Sudutkota.id – DPRD Kota Malang resmi membentuk Panitia Khusus (Pansus) untuk membahas Rancangan Peraturan Daerah (Ranperda) tentang perubahan atas UU Nomor 4 Tahun 2023 mengenai Pajak Daerah dan Retribusi Daerah (PDRD).
Dalam rapat paripurna yang digelar pada Rabu, 26 Februari 2025, kesepakatan ini ditandai dengan penyerahan laporan hasil pembahasan Pansus yang mencakup delapan poin rekomendasi utama, yang sebagian besar menyentuh sektor pajak dan dampaknya terhadap masyarakat.
Ketua Pansus, H Indra Permana, menegaskan bahwa pembahasan ini bukan sekadar penghitungan angka semata, tetapi bentuk nyata kepedulian terhadap keadilan sosial.
“Saya bangga berdiri bersama rekan-rekan yang luar biasa. Di tengah perbedaan, kita tetap mengedepankan akal sehat, integritas, dan keberpihakan terhadap rakyat kecil. Ini bukan sekadar regulasi, ini adalah pertempuran untuk keadilan fiskal,” ujar Indra dalam pidatonya yang mendapat tepuk tangan anggota dewan.
Namun di luar gedung dewan, suara publik terdengar berbeda. Banyak pedagang kecil mulai khawatir terhadap dampak nyata dari kebijakan ini, terutama terkait retribusi aset dan pajak usaha kecil.
Laporan hasil pembahasan Pansus dituangkan dalam berita acara rapat bernomor 100.3/2/14.73/2025 dan 100.3/2/3.5.7.11/2025. Delapan rekomendasi utama yang diajukan antara lain:
Pemerintah Kota Malang diminta membangun sinergi lintas sektor untuk menyelaraskan kebijakan perpajakan dan pelayanan publik.
Perlu dilakukan evaluasi berkala terhadap efektivitas retribusi dan dampaknya terhadap masyarakat.
Peningkatan akuntabilitas dalam pengelolaan pajak dan retribusi untuk mencegah kebocoran dan penyimpangan.
Perlindungan terhadap pelaku usaha mikro, khususnya di sektor makanan dan minuman.
Pemanfaatan hasil pajak untuk infrastruktur dan peningkatan kapasitas UMKM.
Penerbitan Peraturan Wali Kota yang mengatur insentif pajak, termasuk PBB-P2.
Keringanan pajak bagi masyarakat tertentu dengan kriteria sosial dan budaya.
Penetapan tarif retribusi aset dengan prinsip transparansi dan proporsionalitas.
Meski banyak rekomendasi terdengar menjanjikan, pedagang kecil merasa tak yakin.

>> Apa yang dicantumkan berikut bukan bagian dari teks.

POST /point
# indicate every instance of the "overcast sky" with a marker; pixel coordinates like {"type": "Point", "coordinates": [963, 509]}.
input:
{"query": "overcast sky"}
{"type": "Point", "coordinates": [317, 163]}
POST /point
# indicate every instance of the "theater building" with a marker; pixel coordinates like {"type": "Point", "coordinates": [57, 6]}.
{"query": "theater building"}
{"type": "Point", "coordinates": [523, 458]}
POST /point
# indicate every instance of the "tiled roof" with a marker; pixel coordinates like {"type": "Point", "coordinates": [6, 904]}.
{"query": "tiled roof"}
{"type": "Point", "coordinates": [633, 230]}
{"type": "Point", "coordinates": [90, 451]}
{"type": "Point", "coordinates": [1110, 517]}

Saiful (41), pedagang sayur di Pasar Gadang, mengaku belum paham dampak peraturan baru ini.
“Kami hanya dengar-dengar soal pajak naik, tapi belum pernah diajak bicara langsung. Kalau retribusi pasar dinaikkan, bagaimana kami bisa bertahan .Kami bukan pengusaha besar,” ujarnya geram.
Senada dengan Saiful, Wati (50), penjual nasi di kawasan Blimbing, menyebut bahwa “perlindungan UMKM” seringkali hanya jadi jargon. “Kalau benar melindungi, kenapa kami masih harus bayar sewa lapak mahal dan iuran tak jelas tiap bulan,” katanya.
Menanggapi kekhawatiran tersebut, Wali Kota Malang Wahyu Hidayat memberikan jaminan bahwa pemerintah kota tidak akan gegabah dalam menerapkan peraturan ini.
“Kami menyambut baik rekomendasi DPRD. Tapi saya tegaskan, pelaksanaan kebijakan pajak dan retribusi ini harus berlandaskan prinsip keadilan dan keberpihakan pada masyarakat kecil. Tidak ada niat pemerintah untuk memberatkan rakyat, apalagi pelaku usaha mikro,” ujar Wahyu kepada media, usai menerima laporan Pansus di Balai Kota.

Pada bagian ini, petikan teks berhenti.